Eagles rookies are due into town Friday for a rookie mini-camp that begins this weekend. They represent the team's future, and while some will be expected to contribute right away – starting with defensive tackle Fletcher Cox, the player the Eagles drafted 12th overall – no one with any sense will try to make lasting judgments on the new kids for at least a couple seasons.
Many veteran Eagles players and coaches, though, don't have the same leeway. What's striking about this Eagles team is how many people enter this season having something to prove right now. Off the top of my head I can point to at least nine coaches or players who face serious questions about their standing and whose play this year will go a long way to determining their futures in Philadelphia.
Part of the pressure comes from so many players falling below expectations last year and who can't expect another mulligan. Part of it is that the team's offseason has looked so positive that another deflating regular season would scream out for a shake up. And part of it is that with a full offseason to prepare, there are truly no excuses to lean on this time around.
We won't get answers about who impresses and who falls short for months and months to come. For now, consider this a quick primer on some of the players we'll be watching most closely as offseason training ramps up and we search for clues about what their 2012 campaigns may hold:
- Andy Reid: The guy everyone wants to know about. In his February press conference Jeffrey Lurie made clear he had to stop and think about Reid's future following last year's 8-8 finish. With an even stronger line up this time around, at least on paper, and a full year to incorporate 2011's new pieces, it's hard to see how Reid could survive without a strong rebound. To many on the outside, that means at least one playoff win, if not more, but Lurie has (wisely) not publicly offered such a clear ultimatum.
- Mike Vick/Juan Castillo: Vick and Castillo represent Reid's biggest decisions, and gambles, since trading away Donovan McNabb and rebuilding his team. The pair both faltered in 2011, drawing their coach's judgment into question. Both will have some improved circumstances heading into 2012: Vick will have a full offseason as the team's starter; Castillo has a faster, more athletic defense, a year of coordinating under his belt and a pair of corners who play a similar style. If Vick is ever going to lead this team deep into the playoffs, now would seem to be the time. No matter how nice the team's offseason moves, none will mean anything if he can't deliver, or at least cut down on turnovers and injuries. Castillo still has to win over many doubters and prove that Reid's faith was justified, and not a massive error.
- Brandon Graham/Nate Allen: Another pair in similar circumstances, each was taken early in the 2010 draft, each showed some signs of promise but were inconsistent as rookies and hampered by the after-effects of injuries in 2011. In year three, each has the experience and health that should allow them to show what they can – or can't – do.
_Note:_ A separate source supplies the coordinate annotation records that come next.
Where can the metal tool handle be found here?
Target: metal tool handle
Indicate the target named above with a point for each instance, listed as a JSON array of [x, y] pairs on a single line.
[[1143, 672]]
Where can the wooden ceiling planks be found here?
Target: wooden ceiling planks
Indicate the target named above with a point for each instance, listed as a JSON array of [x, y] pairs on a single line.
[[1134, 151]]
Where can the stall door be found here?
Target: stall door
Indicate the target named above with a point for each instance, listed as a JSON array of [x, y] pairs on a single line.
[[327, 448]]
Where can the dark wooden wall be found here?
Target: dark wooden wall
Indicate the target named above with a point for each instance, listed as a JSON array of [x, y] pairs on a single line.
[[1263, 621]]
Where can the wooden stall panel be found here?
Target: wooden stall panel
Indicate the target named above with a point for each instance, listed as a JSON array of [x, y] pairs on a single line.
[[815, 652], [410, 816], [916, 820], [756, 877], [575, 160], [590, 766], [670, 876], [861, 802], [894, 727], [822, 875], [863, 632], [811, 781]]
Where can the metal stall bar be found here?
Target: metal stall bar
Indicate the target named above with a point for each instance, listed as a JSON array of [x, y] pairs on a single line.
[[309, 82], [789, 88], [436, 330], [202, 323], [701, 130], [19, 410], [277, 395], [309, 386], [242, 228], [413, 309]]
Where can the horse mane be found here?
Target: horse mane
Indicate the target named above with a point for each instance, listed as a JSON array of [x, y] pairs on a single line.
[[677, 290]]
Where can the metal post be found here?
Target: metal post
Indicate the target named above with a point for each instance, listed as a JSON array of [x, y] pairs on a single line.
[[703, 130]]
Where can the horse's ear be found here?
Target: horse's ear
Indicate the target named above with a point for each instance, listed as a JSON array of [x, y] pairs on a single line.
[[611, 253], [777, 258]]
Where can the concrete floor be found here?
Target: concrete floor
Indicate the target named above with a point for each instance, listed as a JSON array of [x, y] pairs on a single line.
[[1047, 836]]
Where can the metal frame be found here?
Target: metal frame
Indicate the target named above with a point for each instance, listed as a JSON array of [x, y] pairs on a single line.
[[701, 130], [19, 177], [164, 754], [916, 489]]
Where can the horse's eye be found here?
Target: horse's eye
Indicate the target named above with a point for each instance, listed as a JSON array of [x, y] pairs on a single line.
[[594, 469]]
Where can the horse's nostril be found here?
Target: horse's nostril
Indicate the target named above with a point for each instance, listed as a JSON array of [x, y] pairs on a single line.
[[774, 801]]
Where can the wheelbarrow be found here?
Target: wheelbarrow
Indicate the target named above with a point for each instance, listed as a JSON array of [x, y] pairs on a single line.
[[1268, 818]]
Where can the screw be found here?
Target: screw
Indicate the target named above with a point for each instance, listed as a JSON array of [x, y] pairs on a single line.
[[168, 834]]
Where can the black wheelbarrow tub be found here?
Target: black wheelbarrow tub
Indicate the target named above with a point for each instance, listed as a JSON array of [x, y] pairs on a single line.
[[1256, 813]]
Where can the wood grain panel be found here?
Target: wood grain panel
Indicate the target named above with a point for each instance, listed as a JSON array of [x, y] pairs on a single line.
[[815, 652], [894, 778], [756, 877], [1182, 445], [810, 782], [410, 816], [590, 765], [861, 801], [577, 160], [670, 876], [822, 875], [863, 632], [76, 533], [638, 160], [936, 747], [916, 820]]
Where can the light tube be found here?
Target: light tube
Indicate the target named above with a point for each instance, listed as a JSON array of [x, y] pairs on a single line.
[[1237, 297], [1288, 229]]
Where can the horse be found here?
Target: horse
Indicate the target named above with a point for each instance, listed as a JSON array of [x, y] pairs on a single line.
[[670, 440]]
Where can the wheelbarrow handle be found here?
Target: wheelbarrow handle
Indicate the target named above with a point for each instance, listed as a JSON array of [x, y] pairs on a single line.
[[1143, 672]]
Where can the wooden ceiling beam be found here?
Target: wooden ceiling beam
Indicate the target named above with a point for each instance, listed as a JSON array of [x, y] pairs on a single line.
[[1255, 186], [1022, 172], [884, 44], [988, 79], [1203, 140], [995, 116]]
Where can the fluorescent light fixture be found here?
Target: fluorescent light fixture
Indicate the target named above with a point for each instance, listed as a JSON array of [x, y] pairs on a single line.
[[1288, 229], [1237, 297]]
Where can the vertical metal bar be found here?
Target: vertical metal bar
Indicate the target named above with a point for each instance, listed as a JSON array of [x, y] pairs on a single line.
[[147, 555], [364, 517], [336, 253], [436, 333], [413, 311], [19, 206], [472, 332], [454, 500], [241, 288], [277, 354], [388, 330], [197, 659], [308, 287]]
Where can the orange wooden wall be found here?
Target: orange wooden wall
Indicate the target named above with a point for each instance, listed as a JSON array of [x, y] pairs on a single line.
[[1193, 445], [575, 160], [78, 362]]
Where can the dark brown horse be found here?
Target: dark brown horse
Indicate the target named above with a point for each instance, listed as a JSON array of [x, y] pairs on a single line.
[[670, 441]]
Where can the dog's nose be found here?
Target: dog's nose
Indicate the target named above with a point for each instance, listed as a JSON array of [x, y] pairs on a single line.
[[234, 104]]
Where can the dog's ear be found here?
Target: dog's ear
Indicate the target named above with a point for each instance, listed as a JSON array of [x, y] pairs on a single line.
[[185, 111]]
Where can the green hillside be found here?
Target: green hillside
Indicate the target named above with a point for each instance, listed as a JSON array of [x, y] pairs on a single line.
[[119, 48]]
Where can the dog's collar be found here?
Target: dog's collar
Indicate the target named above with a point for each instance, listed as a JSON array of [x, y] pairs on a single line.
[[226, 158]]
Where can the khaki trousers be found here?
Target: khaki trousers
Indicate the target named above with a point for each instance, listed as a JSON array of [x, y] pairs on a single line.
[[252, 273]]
This is the year we find out if the team whiffed on these two important picks, or if they simply needed time to blossom.
- Nnamdi Asomugha/Dominique Rodgers-Cromartie: Asomugha never seemed comfortable with the Eagles last year, on the field opposite off-corner Asante Samuel or in front of a critical media. Now he has another year to get used to his new home and prove that he really was worth all of the hype leading up to his signing in 2011. If he falls short, questions will grow about whether the Eagles gave a long-term deal to a player who had just hit the wrong side of 30. Rodgers-Cromartie was a smaller investment but has less security. With just one year left on his contract, he has to show he is worth keeping in Philadelphia. If not, he could face the stigma of being deemed expendable by a second team in three years.
- DeMeco Ryans: Two years ago DeMeco Ryans was a Pro Bowl middle linebacker and indispensable part of the Houston Texans. Last year he was a two-down linebacker playing a reduced role and traded for very little return. Now he's back in the system he came up in, the 4-3, and two years removed from his Achilles tear. This is when we find out if he just needed time to get back to form, or if the serious injury has diminished his ability.
- DeSean Jackson: He got the contract, finally. Now there are no excuses for the up-and-down receiver who envisions himself as a superstar but only sometimes plays like one. Jackson signed for less than many expected, he still put his name on the deal. There can be no complaints now about distractions or feeling undervalued or being concerned that he would never get to cash in on his Pro Bowls. Now it's time for Jackson to show that last year's dip on and off the field are things of the past.